Transaction Commit Path
Before being made durable, FDB transactions must flow through several processes in an FDB cluster. This document gives a brief, high-level overview of each step in the commit pipeline. It focuses on the FDB7 implementation. For a more detailed overview of the commit pipeline, see this video.
Before a transaction is committed, all mutations are cached locally. The NativeAPI exposes a Transaction class which stores a vector of cached mutations. Bindings use a higher-level ReadYourWritesTransaction class, which also stores cached mutations in a tree that can be used to serve future read requests from the same transaction. In addition to storing vector of mutations, read- and write-conflict sets are also generated by each mutation.
Once the client calls Transaction::commit, a CommitTransactionRequest is sent to a commit proxy.
CommitTransactionRequests are batched on the CommitProxy. Once a commit batch is ready, it is forwarded to the commitBatch actor, which coordinates the rest of the commit pipeline. The commitBatch actor first sends a GetCommitVersionRequest to the master server.
The master server is in charge of distributing read versions and commit versions. Versions monotonically increase at a rate of approximately 1 million versions per second. The master server sends back a commit version via a GetCommitVersionReply.
Once the commit proxy has received a commit version, it has all of the information it needs to send the commit batch to the resolvers for conflict resolution. In particular, the commit version and the read versions and read- and write-conflict sets of all transactions in a batch are sent to the resolvers in a ResolveTransactionBatchRequest.
The resolver maintains an in-memory skip-list storing the versioned write-conflict sets of all transactions committed in the last 5 seconds. This skip list is used to detect transactions in the batch that must be aborted with not_committed errors due to serializability violations. Furthermore, transactions with read versions more than 5 seconds old must also be rejected with transaction_too_old errors.

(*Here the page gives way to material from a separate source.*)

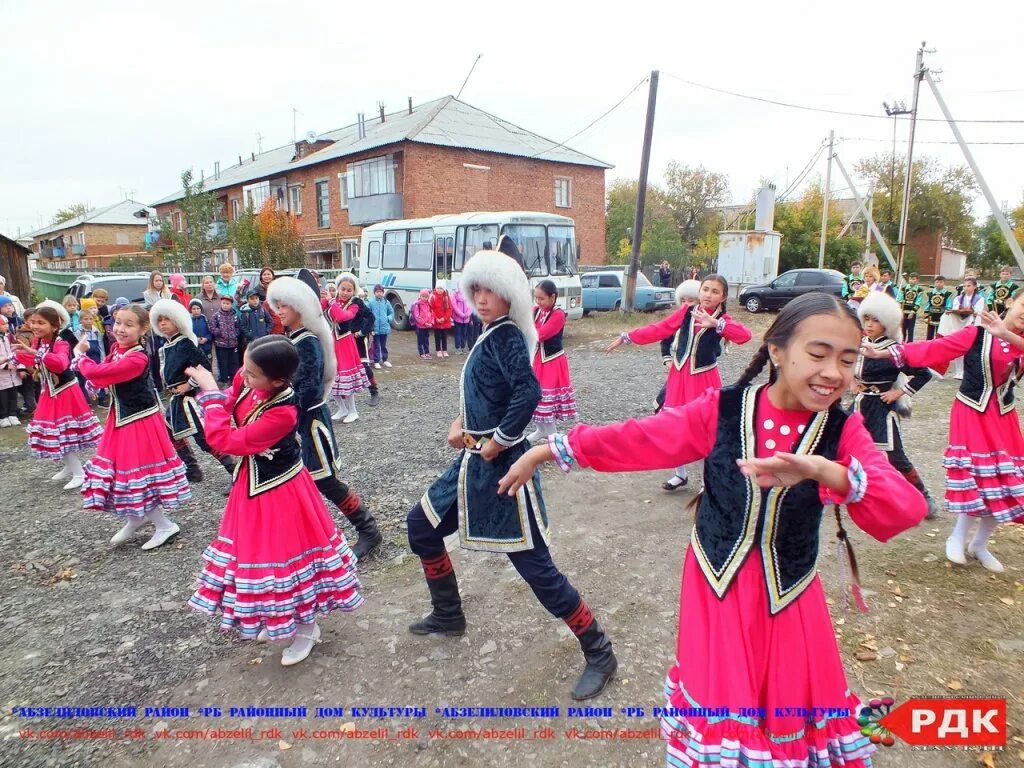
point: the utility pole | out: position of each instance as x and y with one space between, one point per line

In addition to resolving conflicts, resolvers are also responsible for saving a log of mutations to the transaction state store. This log is used by proxies to maintain a consistent view of the transaction state store.

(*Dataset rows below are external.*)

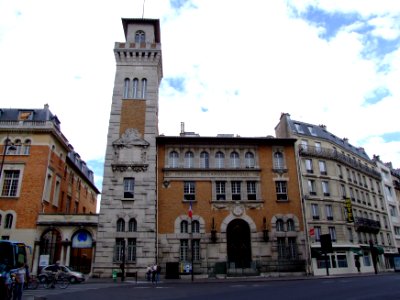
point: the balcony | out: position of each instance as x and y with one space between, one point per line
367 225
331 154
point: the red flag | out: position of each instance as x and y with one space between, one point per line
190 212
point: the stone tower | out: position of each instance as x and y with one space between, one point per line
127 222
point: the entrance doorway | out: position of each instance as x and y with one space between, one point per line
239 243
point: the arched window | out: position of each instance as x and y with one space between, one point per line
204 160
173 159
120 225
219 160
132 225
140 36
144 88
249 160
278 160
279 225
189 159
126 88
184 226
235 160
135 87
195 226
290 225
8 221
27 147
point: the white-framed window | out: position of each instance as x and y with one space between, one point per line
322 167
236 190
235 160
309 166
315 211
251 190
129 187
140 36
204 160
249 160
281 190
219 160
184 250
189 159
10 182
120 225
144 88
329 212
325 188
135 88
220 190
279 162
189 190
127 82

Resolvers send a ResolveTransactionBatchReply reply back to the commit proxy, containing both information about which transactions must be committed or aborted and information about which transaction state store mutations from other proxies must be applied locally.
When the commit proxy receives a ResolveTransactionBatchReply, it must apply the transaction state store mutations to its own local copy of the transaction state store. Using the transaction state store, it must then determine how all mutations in the set of committed transactions should be tagged. These mutations are then sent to the transaction log system through the ILogSystem interface.
Full details of the transaction log system are outside of the scope of this page. When running with replication factor n, each mutation will typically be sent to n transaction logs, and it will only be acknowledged as successful if all n transaction logs report being able to make the mutation durable. Asynchronously (outside of the critical commit path), storage servers pull these mutations from transaction logs.
When the commit proxy has heard back from the transaction log system, it reports the commit version to the master server with a ReportRawCommittedVersionRequest.
The master then updates its local register of the latest committed version, and all future read versions given out must be at least this large. This is part of the way FoundationDB provides read-after-commit consistency. The master acknowledges to the proxy that it has learned about the reported committed version.
The proxy is then ready to send replies back to the committing clients. Replies either consist of a commit version for successful commits or an error for unsuccessful (or maybe successful) commits.
For successfully committed transactions, clients have access to the commit version. For unsuccessful (or maybe-successful) commits, clients can retry transactions depending on the type of error received.